On 16 February 2016, the use of predictive coding software in the e-disclosure process was explicitly approved for the first time by an English court. This endorsement is good news for parties involved in document-heavy cases - predictive coding could lead to significant costs savings by reducing the need for armies of paralegals to conduct manual searches.

Standard disclosure

In Pyrrho, the parties had been ordered to give standard disclosure, i.e. to disclose those documents supporting or adversely affecting the case of any of the parties to the dispute. Parties are required to conduct a "reasonable search" (bearing in mind the circumstances of the case and the overriding objective to deal with cases justly and at proportionate cost) for documents falling under these categories. Here the Claimants possessed three million potentially relevant electronic files.  In view of the costs of manually reviewing these documents, the parties agreed that predictive software should be employed in the Claimants' e-disclosure exercise but felt it necessary to seek formal approval from the court. 

What is predictive coding?

Predictive coding refers to document categorisation/selection for relevance undertaken by proprietary computer software rather than humans. The software analyses documents and "scores" them for relevance to the issues in the case. Crucially, the cost does not increase at the same rate as the number of documents to be reviewed increases – doubling the number of documents does not double the cost, as it would with human review. A senior lawyer familiar with the issues in the case trains the software by marking a representative sample of documents in the case relevant or irrelevant. This enables the software then to categorise each document in the set. The results of this exercise are then validated by further rounds of manual review, and the results fed back into the software. If the relevance of a document was incorrectly assessed at the first stage, all the documents depending on it are themselves then re-assessed. At the end of the exercise, the software sorts all of the remaining documents into "Relevant" /"Not Relevant". The "Relevant" documents are then reviewed by the legal team for significance to the case and privilege. 


In a document-heavy case, a party will engage a technology provider to process and host the documents on a database so it can manually review them.  These costs (which can be significant) will still be incurred where a party opts to use predictive coding software. But in our experience the software itself is inexpensive by comparison:  employing the predictive software to analyse the three million potentially relevant documents in Pyrrho might have added in the region of £30,000 in software cost.

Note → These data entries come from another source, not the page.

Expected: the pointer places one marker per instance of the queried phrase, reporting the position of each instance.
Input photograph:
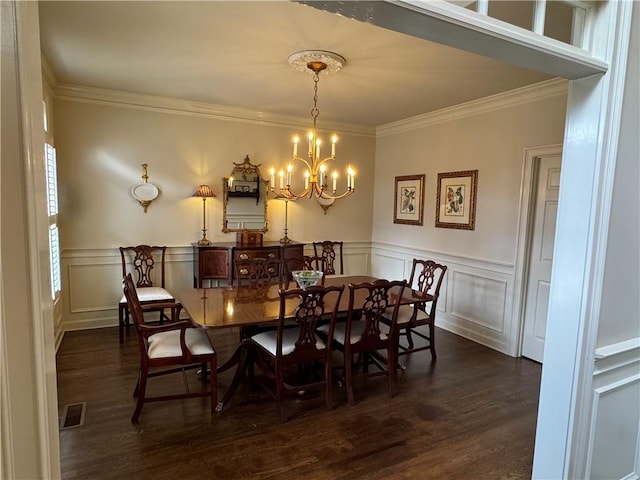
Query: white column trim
(31, 94)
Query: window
(52, 209)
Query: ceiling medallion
(317, 61)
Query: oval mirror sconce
(144, 192)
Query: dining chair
(361, 336)
(176, 344)
(331, 253)
(141, 260)
(284, 354)
(306, 262)
(426, 278)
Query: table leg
(238, 358)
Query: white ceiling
(235, 54)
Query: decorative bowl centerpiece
(307, 278)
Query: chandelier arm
(337, 197)
(303, 161)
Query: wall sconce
(144, 192)
(204, 192)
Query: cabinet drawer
(214, 263)
(240, 254)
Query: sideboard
(216, 260)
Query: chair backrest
(135, 309)
(306, 262)
(313, 305)
(260, 272)
(133, 302)
(368, 303)
(141, 259)
(331, 253)
(427, 276)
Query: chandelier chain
(314, 111)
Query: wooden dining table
(244, 306)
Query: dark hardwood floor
(470, 416)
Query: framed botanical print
(409, 200)
(456, 200)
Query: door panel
(541, 256)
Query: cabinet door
(214, 263)
(247, 253)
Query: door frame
(524, 235)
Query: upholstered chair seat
(167, 344)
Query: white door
(541, 256)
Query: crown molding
(531, 93)
(79, 93)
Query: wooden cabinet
(216, 261)
(211, 262)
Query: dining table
(248, 305)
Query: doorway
(543, 213)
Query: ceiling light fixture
(315, 169)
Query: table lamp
(204, 192)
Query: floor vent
(73, 415)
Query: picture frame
(456, 200)
(408, 208)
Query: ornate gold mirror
(244, 199)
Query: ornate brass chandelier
(318, 181)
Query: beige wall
(101, 146)
(482, 291)
(493, 143)
(101, 149)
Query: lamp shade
(203, 191)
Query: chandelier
(318, 181)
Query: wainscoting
(614, 441)
(476, 299)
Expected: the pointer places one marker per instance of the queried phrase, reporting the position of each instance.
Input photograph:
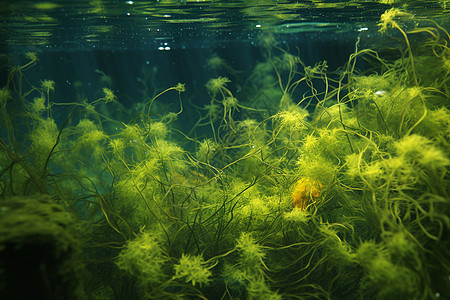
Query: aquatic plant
(306, 192)
(193, 269)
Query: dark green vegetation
(218, 222)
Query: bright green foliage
(214, 185)
(251, 253)
(193, 270)
(143, 257)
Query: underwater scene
(255, 149)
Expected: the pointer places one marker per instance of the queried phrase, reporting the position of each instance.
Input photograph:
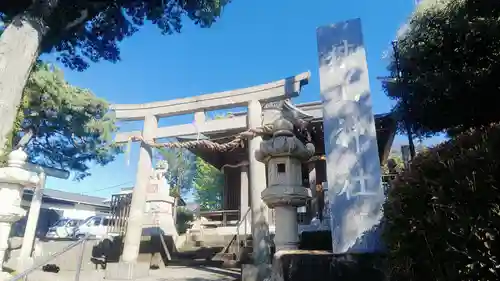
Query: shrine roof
(385, 125)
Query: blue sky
(254, 42)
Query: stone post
(260, 223)
(137, 206)
(13, 179)
(244, 199)
(25, 259)
(284, 154)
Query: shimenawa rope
(238, 141)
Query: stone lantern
(13, 179)
(284, 153)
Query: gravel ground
(173, 273)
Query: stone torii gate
(254, 98)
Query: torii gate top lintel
(150, 112)
(284, 88)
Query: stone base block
(300, 265)
(250, 272)
(126, 271)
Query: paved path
(171, 273)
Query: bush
(184, 217)
(443, 216)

For a proper comparison between the manual and predictive coding processes, one must also factor in the human costs of training the software and reviewing the documents classed "Relevant". But as the court observed, whilst the number of documents that have to be manually reviewed in a predictive coding process may be high in absolute number, it will still only be a small proportion of the total that would have been reviewed in a case such as Pyrrho. So the costs overall should be considerably lower.


The court cited a number of reasons for approving the use of predictive coding software. It held that:

  • experience in other jurisdictions had shown that the software can be useful in appropriate cases, and there was no evidence to show that its use leads to less accurate disclosure being given than manual review
  • in fact, there would be greater consistency in using the software to apply the approach of a single, senior lawyer towards the initial sample than in using large numbers of lower grade fee earners each seeking independently to apply the relevant criteria to individual documents
  • a manual review of the vast numbers of documents in Pyrrho would be unreasonable, at least where a suitable automated alternative exists at lower cost
  • there was nothing in the Civil Procedure Rules or Practice Directions prohibiting the use of such software (indeed PD 31B.25 envisages the use of keyword searches or other automated methods of searching if a full manual review would be unreasonable)
  • the estimated costs of using the software were proportionate since the value of the claims made in the litigation were in the tens of millions of pounds
  • the use of predictive coding software would therefore promote the overriding objective


The Pyrrho case was heard by consent and so the court did not have to consider contrary arguments which may yet appear in future cases. That is presumably why the court observed that approval for predictive coding software in future cases would depend on the particular circumstances obtaining in them. But this is a welcome step forward and we recommend that where parties feel that their case may be appropriate for predictive coding - having regard to quantum and the volume of potentially relevant documents - they seek to agree on its use at an early stage, subject to court or arbitral tribunal approval as required. In civil litigation, such negotiations would, in any event, be consistent with the obligation on parties under PD31B.8 and 9 to discuss the electronic disclosure process in advance of the first case management conference.